You see, I left my dorm room to go to the bathroom and didn’t bring my college ID along. I guess I should have known better. As a black student it was always an unstated expectation that I justify my presence on campus. Black students were a small minority on campus. And we were often seen as interlopers even after admission.
I was reminded of this incident this week as protests escalated at the University of Missouri (Mizzou) over a string a racist incidents there culminating in the ouster of the state university System President Tim Wolfe. Inspired by the Black Lives Matter movement, many being veterans of the Ferguson struggle nearby, using a wide range of tried-and-true and cutting edge tactics, Mizzou students won one of their main demands, something many observers had said was impossible.
This powerful example of the power of protest and student organizing was met with rightwing media ridicule, attack by the Missouri Lt. Governor and even death threats against students. Just a day after the jubilation at the resignation of the University President, the campus was a ghost town as Mizzou students stayed away from class amid the tense climate.
Missouri students were not alone. Students at Yale University were in motion as well. Outrage over racism there was sparked by an administrator’s email communication stating that cautioning against racist Halloween costumes was a violation of free speech. Then grew over reports of a “white girls only” fraternity party the same weekend. Students at Yale were fired up by the time Mizzou made national news.
The fight was joined Thursday when the already plannedMillion Student March — demanding the elimination of all student debt, free college education for all, and $15 minimum wage for campus workers — stood in solidarity with Mizzou students.
What is new today is not racism on campuses both elite and public. It’s not student protest around the issues affecting their lives. What is new is the national scope of the protest and the breadth of the support, from professors to trade unions, to community supporters, to civil rights organizations. It brings together traditional and innovative student organizations, student governments and individuals.
Some 115 campuses took part in the protests, which were organized by United States Student Association, the Student Labor Action Project, and others. More than 1,000 students gathered at the University of California at Berkeley Thursday. It’s the kind of student action not seen in a generation.
To cap off the week, in Southern California, Claremont McKenna College Dean of Students Mary Spellman resigned Thursday amid protests there over racism on campus.
Ultimately the protests at Mizzou and elsewhere are not so much about this administrator or that as they are about demanding that institutions of higher learning create a space for students of color.

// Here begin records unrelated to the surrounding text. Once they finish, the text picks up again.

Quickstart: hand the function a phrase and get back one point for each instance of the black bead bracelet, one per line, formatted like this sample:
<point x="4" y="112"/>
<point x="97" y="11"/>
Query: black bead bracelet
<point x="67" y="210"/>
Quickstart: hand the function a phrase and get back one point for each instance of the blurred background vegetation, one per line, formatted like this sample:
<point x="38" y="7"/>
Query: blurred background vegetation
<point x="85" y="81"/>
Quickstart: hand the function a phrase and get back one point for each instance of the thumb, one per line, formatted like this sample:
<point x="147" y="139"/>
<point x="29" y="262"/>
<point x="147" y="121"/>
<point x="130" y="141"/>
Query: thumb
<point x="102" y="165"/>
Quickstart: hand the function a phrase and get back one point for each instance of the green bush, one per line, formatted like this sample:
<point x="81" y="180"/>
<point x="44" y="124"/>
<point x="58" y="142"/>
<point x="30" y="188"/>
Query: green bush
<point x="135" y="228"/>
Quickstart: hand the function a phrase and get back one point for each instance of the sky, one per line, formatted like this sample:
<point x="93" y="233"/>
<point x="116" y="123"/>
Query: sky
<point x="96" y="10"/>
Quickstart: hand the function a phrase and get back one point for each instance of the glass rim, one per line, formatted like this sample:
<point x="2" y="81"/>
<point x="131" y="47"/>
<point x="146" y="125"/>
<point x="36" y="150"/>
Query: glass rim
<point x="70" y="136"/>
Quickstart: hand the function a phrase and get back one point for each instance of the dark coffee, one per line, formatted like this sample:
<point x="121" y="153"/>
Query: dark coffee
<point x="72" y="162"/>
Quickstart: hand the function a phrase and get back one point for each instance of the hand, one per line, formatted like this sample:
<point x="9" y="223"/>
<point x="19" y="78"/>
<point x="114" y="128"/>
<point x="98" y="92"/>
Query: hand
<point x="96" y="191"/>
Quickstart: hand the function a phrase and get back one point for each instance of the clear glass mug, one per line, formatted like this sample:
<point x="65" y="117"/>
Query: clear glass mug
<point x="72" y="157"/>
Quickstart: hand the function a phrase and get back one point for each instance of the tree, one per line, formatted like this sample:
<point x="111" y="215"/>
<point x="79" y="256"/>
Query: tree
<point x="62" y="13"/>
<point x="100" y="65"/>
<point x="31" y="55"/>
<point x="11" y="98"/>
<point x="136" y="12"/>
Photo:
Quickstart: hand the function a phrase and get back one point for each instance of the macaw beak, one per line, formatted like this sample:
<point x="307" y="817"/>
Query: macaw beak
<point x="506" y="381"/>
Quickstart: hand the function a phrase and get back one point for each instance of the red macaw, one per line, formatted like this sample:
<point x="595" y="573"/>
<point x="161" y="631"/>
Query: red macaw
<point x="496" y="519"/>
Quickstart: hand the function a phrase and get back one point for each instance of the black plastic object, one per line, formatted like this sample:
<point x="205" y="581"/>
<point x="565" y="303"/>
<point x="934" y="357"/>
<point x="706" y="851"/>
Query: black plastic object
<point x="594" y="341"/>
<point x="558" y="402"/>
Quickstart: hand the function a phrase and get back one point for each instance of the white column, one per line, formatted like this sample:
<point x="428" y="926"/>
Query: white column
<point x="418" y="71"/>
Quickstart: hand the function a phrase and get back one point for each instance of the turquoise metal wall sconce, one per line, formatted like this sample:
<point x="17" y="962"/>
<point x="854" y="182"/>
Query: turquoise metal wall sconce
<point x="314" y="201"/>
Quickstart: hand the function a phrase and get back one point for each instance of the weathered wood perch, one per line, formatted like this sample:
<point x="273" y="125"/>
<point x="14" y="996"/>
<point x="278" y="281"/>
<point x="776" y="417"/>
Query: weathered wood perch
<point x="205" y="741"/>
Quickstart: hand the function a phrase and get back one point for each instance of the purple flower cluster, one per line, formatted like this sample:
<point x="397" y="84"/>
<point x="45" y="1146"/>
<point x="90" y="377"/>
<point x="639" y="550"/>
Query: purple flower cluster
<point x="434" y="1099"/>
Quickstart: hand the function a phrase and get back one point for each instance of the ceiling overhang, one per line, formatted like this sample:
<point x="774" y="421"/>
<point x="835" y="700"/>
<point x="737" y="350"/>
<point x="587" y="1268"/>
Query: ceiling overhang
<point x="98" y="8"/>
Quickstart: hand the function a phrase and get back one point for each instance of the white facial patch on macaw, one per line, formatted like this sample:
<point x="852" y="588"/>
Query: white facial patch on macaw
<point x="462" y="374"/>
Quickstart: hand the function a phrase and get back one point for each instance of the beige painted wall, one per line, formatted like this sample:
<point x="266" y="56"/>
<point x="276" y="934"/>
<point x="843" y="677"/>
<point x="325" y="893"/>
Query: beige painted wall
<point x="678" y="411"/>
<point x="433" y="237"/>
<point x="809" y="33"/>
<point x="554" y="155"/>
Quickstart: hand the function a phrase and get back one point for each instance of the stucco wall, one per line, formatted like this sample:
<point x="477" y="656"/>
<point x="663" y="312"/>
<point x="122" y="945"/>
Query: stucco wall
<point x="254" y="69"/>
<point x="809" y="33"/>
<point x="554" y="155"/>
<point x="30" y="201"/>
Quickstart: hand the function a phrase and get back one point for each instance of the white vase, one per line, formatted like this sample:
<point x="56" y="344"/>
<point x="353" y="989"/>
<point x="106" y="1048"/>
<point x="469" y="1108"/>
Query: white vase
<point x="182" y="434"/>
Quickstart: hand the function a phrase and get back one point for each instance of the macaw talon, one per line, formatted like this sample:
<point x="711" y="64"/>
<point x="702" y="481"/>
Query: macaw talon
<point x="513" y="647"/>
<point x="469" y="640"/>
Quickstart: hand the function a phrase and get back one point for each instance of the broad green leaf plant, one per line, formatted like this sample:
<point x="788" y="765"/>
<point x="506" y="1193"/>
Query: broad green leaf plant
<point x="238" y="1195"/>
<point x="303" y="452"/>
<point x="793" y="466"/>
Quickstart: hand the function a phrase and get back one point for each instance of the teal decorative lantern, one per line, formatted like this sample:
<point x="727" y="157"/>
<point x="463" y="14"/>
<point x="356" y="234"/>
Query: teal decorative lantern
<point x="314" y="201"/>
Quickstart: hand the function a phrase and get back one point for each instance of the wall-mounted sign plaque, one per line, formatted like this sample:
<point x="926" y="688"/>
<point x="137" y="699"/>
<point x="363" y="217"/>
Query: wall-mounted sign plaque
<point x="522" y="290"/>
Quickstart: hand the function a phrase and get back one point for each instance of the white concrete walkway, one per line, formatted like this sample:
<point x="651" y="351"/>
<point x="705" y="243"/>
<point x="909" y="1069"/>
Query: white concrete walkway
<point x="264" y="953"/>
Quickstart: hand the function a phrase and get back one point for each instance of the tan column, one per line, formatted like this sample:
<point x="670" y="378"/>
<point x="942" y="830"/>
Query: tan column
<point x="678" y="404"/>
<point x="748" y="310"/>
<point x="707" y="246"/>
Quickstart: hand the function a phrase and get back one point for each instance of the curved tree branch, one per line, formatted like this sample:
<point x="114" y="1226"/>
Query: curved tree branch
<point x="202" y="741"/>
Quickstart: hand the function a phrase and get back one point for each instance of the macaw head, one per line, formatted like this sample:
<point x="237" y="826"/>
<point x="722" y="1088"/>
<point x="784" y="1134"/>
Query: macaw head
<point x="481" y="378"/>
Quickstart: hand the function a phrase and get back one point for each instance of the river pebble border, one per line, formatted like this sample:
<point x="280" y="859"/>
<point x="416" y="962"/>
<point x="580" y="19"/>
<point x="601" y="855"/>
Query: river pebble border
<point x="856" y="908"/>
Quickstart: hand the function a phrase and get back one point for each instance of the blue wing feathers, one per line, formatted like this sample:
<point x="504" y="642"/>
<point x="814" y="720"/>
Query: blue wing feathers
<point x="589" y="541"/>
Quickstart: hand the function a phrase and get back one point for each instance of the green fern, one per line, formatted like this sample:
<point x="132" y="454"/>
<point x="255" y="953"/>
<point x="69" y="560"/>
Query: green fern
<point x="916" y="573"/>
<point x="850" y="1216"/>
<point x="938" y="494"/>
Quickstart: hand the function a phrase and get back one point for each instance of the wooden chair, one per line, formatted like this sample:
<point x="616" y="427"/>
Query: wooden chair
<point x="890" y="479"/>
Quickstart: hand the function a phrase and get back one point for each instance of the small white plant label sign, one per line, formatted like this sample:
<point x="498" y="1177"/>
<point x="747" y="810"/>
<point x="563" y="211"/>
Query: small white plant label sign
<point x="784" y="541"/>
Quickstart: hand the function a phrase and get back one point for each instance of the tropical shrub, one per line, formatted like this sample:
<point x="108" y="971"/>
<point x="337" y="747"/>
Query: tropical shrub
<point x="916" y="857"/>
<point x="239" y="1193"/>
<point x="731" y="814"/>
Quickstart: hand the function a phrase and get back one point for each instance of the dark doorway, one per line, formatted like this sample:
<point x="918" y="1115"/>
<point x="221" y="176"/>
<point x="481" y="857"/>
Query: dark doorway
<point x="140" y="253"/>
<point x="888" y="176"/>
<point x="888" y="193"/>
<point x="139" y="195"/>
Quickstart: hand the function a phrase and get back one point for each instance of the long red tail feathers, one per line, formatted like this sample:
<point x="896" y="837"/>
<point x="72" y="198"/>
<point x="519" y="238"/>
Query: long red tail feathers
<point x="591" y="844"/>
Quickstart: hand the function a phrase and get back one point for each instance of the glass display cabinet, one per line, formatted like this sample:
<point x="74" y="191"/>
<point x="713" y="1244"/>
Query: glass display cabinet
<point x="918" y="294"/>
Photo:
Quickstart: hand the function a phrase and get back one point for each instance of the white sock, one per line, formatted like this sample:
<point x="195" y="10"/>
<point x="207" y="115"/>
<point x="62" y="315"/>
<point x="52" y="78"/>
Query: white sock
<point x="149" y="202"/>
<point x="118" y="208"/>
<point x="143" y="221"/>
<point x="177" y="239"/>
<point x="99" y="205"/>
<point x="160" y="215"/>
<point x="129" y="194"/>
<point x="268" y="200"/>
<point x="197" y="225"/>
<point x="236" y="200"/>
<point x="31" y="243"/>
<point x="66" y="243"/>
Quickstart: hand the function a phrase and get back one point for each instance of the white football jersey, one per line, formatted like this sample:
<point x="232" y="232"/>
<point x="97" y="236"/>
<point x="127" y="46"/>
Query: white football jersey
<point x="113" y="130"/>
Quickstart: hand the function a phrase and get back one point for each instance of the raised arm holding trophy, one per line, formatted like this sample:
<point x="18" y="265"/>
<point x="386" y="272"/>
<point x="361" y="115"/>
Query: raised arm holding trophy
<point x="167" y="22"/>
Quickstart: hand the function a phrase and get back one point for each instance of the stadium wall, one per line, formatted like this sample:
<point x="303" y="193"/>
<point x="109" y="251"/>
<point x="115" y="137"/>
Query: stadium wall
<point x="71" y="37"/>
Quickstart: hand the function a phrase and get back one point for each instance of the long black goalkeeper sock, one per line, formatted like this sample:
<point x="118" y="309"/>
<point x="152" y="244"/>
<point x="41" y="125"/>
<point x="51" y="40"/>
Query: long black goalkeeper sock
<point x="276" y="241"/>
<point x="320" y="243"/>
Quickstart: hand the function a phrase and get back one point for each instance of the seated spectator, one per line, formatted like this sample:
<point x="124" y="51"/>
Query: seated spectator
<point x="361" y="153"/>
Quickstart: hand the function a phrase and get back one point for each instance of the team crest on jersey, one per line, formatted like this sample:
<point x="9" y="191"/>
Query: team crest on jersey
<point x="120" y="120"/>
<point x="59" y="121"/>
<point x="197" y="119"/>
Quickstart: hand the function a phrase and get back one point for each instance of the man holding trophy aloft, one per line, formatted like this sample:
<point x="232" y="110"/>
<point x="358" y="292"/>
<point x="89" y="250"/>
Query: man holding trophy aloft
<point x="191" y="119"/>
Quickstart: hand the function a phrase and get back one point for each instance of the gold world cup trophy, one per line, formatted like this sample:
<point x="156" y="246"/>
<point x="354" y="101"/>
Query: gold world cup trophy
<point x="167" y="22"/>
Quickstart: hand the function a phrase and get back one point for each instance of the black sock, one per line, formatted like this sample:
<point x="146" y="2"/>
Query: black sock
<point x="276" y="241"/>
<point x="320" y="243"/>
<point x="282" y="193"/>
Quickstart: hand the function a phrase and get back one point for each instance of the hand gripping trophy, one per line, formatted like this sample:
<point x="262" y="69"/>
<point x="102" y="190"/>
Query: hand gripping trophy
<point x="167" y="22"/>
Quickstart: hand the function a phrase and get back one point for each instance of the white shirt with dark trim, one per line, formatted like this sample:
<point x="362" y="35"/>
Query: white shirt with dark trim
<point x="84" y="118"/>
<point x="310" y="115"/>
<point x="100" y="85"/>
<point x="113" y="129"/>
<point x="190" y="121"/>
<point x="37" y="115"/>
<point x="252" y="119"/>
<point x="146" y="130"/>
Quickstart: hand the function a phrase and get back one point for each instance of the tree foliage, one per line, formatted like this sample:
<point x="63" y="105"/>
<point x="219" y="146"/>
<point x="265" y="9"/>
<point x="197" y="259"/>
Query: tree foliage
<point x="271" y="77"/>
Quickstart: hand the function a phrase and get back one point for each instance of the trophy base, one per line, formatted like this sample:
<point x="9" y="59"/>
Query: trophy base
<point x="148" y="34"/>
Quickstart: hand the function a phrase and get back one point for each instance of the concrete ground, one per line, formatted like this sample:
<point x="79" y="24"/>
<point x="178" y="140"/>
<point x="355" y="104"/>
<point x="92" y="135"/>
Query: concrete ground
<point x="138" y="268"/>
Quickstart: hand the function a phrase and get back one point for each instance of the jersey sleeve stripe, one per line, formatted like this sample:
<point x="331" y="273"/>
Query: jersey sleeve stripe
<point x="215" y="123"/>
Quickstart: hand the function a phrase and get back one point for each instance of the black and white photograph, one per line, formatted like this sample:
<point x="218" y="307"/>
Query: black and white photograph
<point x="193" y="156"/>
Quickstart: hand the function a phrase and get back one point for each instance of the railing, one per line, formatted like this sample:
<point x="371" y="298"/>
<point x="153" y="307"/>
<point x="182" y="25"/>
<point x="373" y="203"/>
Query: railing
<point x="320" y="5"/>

It’s the same issue we were struggling with years ago.
Some commentators seem to think students protest because they are young and naive and motivated by intellectual concerns (or even under the influence of radical professors). But students today — as always — are largely motivated to action by the pressing issues impacting their lives and educations. It’s not academic.
Certainly the students in the struggles today have made mistakes — and they will certainly make more — but if sustained and nurtured, this week could signal a new multi-racial campus movement, with racial justice at its core, that could spark national change in the country in a wide range of issues. And maybe inspire others to get in motion as well.
When I was detained as a student it was not an isolated incident. Police and security harassment of black male students in particular was commonplace and some of us took to wearing our IDs around our necks as a visible sign of our alienness and defiance on a majority white campus.
It was no accident then that the student of color dropout rate at Brown was higher than for whites. We often lacked needed support and student services. Many of us were on financial aid and under constant economic pressures of working full-time while trying to get an education. A recent report says students of color at Brown today are still facing similar challenges.
So we had meetings, wrote up demands, protested and marched. We even achieved some small victories. We were also aware that our very presence at Brown was due to the successful protests of those that preceded us. It was the protests of a small group of black students in the 1960s that forced Brown to adopt goals for diversity in admissions that opened the door to our very presence.
That’s the nature of the struggle for progressive social change. Each struggle builds on those of the past. If we are successful, learning the lessons along the way to raise the struggle to a higher level.